As far as the "gem" analysis itself, we're not the only analysts who are examining the success rate in comparison with the expected outcomes of that draft slot. It's one method, and we certainly think there are others, and that there can be endless debate on exactly how to classify a player's outcomes, but again we tried to apply this fairly across the board. The non-UNC author had done the subjective ratings months ago for 2 previous DraftExpress articles ( first
) whose scopes was well beyond the UNC-Duke rivalry. The UNC-Duke comparison was considered when we found UNCs coaching success in a separate analysis, which led us to want to use multiple criteria to assess the impact of all the major programs. The UNC-Duke story became, we think, an interesting theme.

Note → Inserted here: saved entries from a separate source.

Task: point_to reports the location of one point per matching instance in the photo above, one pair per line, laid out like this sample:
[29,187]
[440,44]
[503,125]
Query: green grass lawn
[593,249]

I think we tried to be sensitive to the Hurley situation, by specifically mentioning it, and reassessing, in the text, what the numbers would be with him removed. But if you ever analyze data from hundreds of individuals, there are many situations like career ending or altering injuries, and to go case-by-case and have an asterisks after every college whose player outcome numbers are altered would seem to be somewhat overkill and open to accusations of manipulating the data even more than Mr. McSwain believes we did. If we tried to hide the Hurley data point, we would never have mentioned him directly, but we did and tried to be fair. Because he did come back and play, its also hard to just throw his data out completely. How much was injury, how much would he have struggled anyway? Hard questions to answer. Hurley himself has said that he cannot blame the accident for his NBA struggles, but he just may be a stand-up guy who doesnt want to find excuses. We have no ax to grind with Bobby Hurley
We certainly tried to be factually accurate and fair with the data we presented and the conclusions we reached, and we stick by those. Even if one wants to debate the data in Table 2, by inserting the drafts of 2002-2005, the data in Tables 1 and 3 is hard to refute regarding the Carolina success in 60 years of NBA history. The complete body evidence in arriving at this conclusion, would be unchanged by the slight tweaks that outcomes of 4 drafts may influence. However, we also tried to add a little sense of levity about the rivalry, just as Heather (whose affiliation with UNC we were completely up front with) and her husband engage in throughout the basketball season. We used hard data, applied criteria as fairly across the board as possibly, and, yeah, maybe rambled a bit as Mr. McSwain stated, but there was a lot of ground to cover.
Anyway, we respect Mr. McSwains views and knowledge about these topics, he clearly gave this a thoughtful read and offers a couple of worthy retorts. We do, however, stand behind the data and conclusions.